Inleiding
1 of 2

Schimmels

Schrik je bij het woord ‘schimmels’?

Het woord schimmel roept inderdaad vaak een negatief gevoel op: ziekte, infectie, plagen.

Toch zijn er vast en zeker schimmels in je tuin en dat is maar goed ook. Er zijn immers massaal veel meer goede schimmels aanwezig in de tuin dan de schimmels die voor problemen zorgen.

Schimmels zijn planten noch dieren maar ze vormen een apart rijk.

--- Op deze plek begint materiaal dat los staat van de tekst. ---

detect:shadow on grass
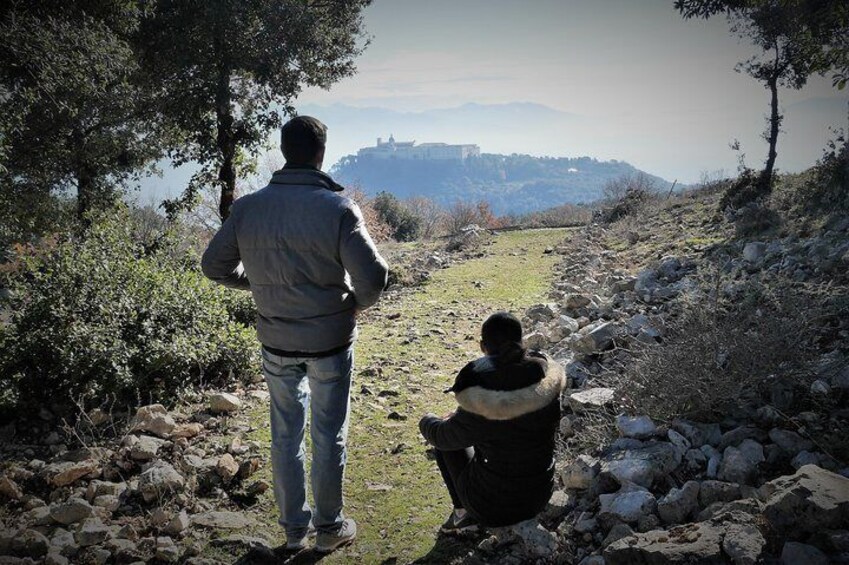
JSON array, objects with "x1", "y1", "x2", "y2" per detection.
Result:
[
  {"x1": 413, "y1": 535, "x2": 486, "y2": 565},
  {"x1": 234, "y1": 546, "x2": 331, "y2": 565}
]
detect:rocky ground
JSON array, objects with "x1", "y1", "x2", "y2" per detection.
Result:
[
  {"x1": 0, "y1": 187, "x2": 849, "y2": 565},
  {"x1": 508, "y1": 188, "x2": 849, "y2": 565}
]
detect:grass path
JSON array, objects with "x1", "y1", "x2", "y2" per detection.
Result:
[{"x1": 238, "y1": 230, "x2": 568, "y2": 564}]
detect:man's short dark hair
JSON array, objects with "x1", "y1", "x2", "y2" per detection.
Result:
[{"x1": 280, "y1": 116, "x2": 327, "y2": 165}]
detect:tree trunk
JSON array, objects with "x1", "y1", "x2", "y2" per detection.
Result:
[
  {"x1": 763, "y1": 73, "x2": 782, "y2": 194},
  {"x1": 76, "y1": 167, "x2": 95, "y2": 220},
  {"x1": 71, "y1": 128, "x2": 96, "y2": 223},
  {"x1": 215, "y1": 65, "x2": 236, "y2": 218}
]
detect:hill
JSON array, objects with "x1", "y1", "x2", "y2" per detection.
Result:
[{"x1": 332, "y1": 153, "x2": 671, "y2": 214}]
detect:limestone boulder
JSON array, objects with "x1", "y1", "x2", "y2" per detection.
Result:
[
  {"x1": 560, "y1": 455, "x2": 600, "y2": 490},
  {"x1": 208, "y1": 392, "x2": 242, "y2": 414},
  {"x1": 600, "y1": 441, "x2": 682, "y2": 488},
  {"x1": 568, "y1": 387, "x2": 616, "y2": 413},
  {"x1": 657, "y1": 481, "x2": 699, "y2": 524},
  {"x1": 764, "y1": 465, "x2": 849, "y2": 534},
  {"x1": 138, "y1": 461, "x2": 186, "y2": 502},
  {"x1": 130, "y1": 404, "x2": 177, "y2": 438}
]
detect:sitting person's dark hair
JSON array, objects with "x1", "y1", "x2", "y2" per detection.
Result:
[
  {"x1": 481, "y1": 312, "x2": 525, "y2": 365},
  {"x1": 419, "y1": 312, "x2": 564, "y2": 533}
]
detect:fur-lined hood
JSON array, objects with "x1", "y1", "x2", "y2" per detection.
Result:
[{"x1": 450, "y1": 352, "x2": 565, "y2": 420}]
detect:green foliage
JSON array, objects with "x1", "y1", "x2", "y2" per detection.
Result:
[
  {"x1": 0, "y1": 0, "x2": 162, "y2": 218},
  {"x1": 371, "y1": 192, "x2": 422, "y2": 241},
  {"x1": 675, "y1": 0, "x2": 849, "y2": 195},
  {"x1": 138, "y1": 0, "x2": 370, "y2": 218},
  {"x1": 811, "y1": 134, "x2": 849, "y2": 213},
  {"x1": 0, "y1": 213, "x2": 258, "y2": 410}
]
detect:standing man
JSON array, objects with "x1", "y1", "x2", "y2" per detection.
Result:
[{"x1": 201, "y1": 116, "x2": 388, "y2": 552}]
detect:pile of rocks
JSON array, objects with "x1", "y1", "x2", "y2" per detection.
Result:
[
  {"x1": 0, "y1": 391, "x2": 269, "y2": 565},
  {"x1": 510, "y1": 218, "x2": 849, "y2": 565},
  {"x1": 549, "y1": 416, "x2": 849, "y2": 564}
]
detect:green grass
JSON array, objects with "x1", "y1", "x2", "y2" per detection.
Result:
[{"x1": 209, "y1": 229, "x2": 568, "y2": 563}]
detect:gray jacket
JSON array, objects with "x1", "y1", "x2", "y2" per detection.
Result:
[{"x1": 201, "y1": 168, "x2": 388, "y2": 353}]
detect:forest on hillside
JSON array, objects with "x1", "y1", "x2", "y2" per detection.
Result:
[{"x1": 333, "y1": 153, "x2": 671, "y2": 214}]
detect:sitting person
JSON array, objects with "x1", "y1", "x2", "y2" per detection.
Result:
[{"x1": 419, "y1": 312, "x2": 564, "y2": 533}]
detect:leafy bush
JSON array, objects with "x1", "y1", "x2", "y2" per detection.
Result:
[
  {"x1": 0, "y1": 212, "x2": 258, "y2": 412},
  {"x1": 594, "y1": 186, "x2": 655, "y2": 224},
  {"x1": 811, "y1": 134, "x2": 849, "y2": 212}
]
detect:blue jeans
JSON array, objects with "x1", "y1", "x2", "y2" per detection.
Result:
[{"x1": 262, "y1": 346, "x2": 354, "y2": 538}]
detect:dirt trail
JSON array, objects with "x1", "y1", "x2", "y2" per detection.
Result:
[{"x1": 235, "y1": 230, "x2": 569, "y2": 563}]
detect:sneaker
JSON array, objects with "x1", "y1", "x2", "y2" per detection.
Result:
[
  {"x1": 439, "y1": 510, "x2": 478, "y2": 534},
  {"x1": 286, "y1": 524, "x2": 316, "y2": 551},
  {"x1": 315, "y1": 518, "x2": 357, "y2": 553}
]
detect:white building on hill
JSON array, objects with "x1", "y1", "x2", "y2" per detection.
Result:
[{"x1": 357, "y1": 135, "x2": 481, "y2": 161}]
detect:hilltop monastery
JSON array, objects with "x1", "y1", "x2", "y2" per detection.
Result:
[{"x1": 357, "y1": 135, "x2": 481, "y2": 161}]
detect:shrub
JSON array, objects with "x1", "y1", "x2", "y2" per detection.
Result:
[
  {"x1": 595, "y1": 186, "x2": 654, "y2": 224},
  {"x1": 0, "y1": 212, "x2": 258, "y2": 412},
  {"x1": 619, "y1": 285, "x2": 823, "y2": 420},
  {"x1": 719, "y1": 167, "x2": 771, "y2": 211},
  {"x1": 810, "y1": 134, "x2": 849, "y2": 212},
  {"x1": 371, "y1": 192, "x2": 421, "y2": 241},
  {"x1": 445, "y1": 200, "x2": 502, "y2": 236},
  {"x1": 733, "y1": 202, "x2": 781, "y2": 237}
]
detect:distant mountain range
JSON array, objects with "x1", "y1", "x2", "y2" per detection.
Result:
[{"x1": 331, "y1": 153, "x2": 671, "y2": 214}]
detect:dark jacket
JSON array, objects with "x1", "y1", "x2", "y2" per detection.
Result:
[
  {"x1": 419, "y1": 353, "x2": 564, "y2": 527},
  {"x1": 201, "y1": 169, "x2": 387, "y2": 353}
]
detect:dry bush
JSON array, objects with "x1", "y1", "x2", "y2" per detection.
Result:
[
  {"x1": 445, "y1": 200, "x2": 501, "y2": 235},
  {"x1": 601, "y1": 173, "x2": 657, "y2": 202},
  {"x1": 617, "y1": 285, "x2": 821, "y2": 420},
  {"x1": 403, "y1": 197, "x2": 445, "y2": 239},
  {"x1": 342, "y1": 187, "x2": 392, "y2": 243},
  {"x1": 508, "y1": 204, "x2": 592, "y2": 228}
]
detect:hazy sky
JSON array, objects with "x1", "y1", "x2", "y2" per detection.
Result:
[{"x1": 296, "y1": 0, "x2": 849, "y2": 182}]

Het zijn organismen die zich soms tot kilometers ver in de bodem vertakken met draden, de zogenaamde schimmeldraden of zwamdraden. Het geheel van de draden noemt men zwamvlokken of het mycelium. Ze zijn bovengronds niet zichtbaar maar ze spelen een belangrijke rol  ondergronds.  Het zijn afbrekers van organisch materiaal en dus absoluut nodig in de bodem.

Voortplanting

Om zich voort te planten ontstaan er vruchtlichamen die bovengronds verschijnen en die we ‘paddenstoelen’ noemen. Paddenstoelen zijn er in alle vormen, kleuren en maten, eetbaar en giftig. Maar allemaal zijn het getuigen van actieve schimmels in de bodem. Omdat schimmels vooral het houtachtig deel van planten afbreken, komen de meeste paddenstoelen voor in bossen, houtkanten, onder bomen of waar houtsnippers liggen. De best gekende zijn paddenstoelen die opvallen door grootte, geur, kleur of vorm. Ik denk hierbij aan elfenbakjes, de vliegenzwam (rood met witte stippen), de inktzwam, de kleine, oranjerode zwammetjes op boomstammen of –takjes. Op houtsnippers vind je vaak ook kleine bekerzwammetjes.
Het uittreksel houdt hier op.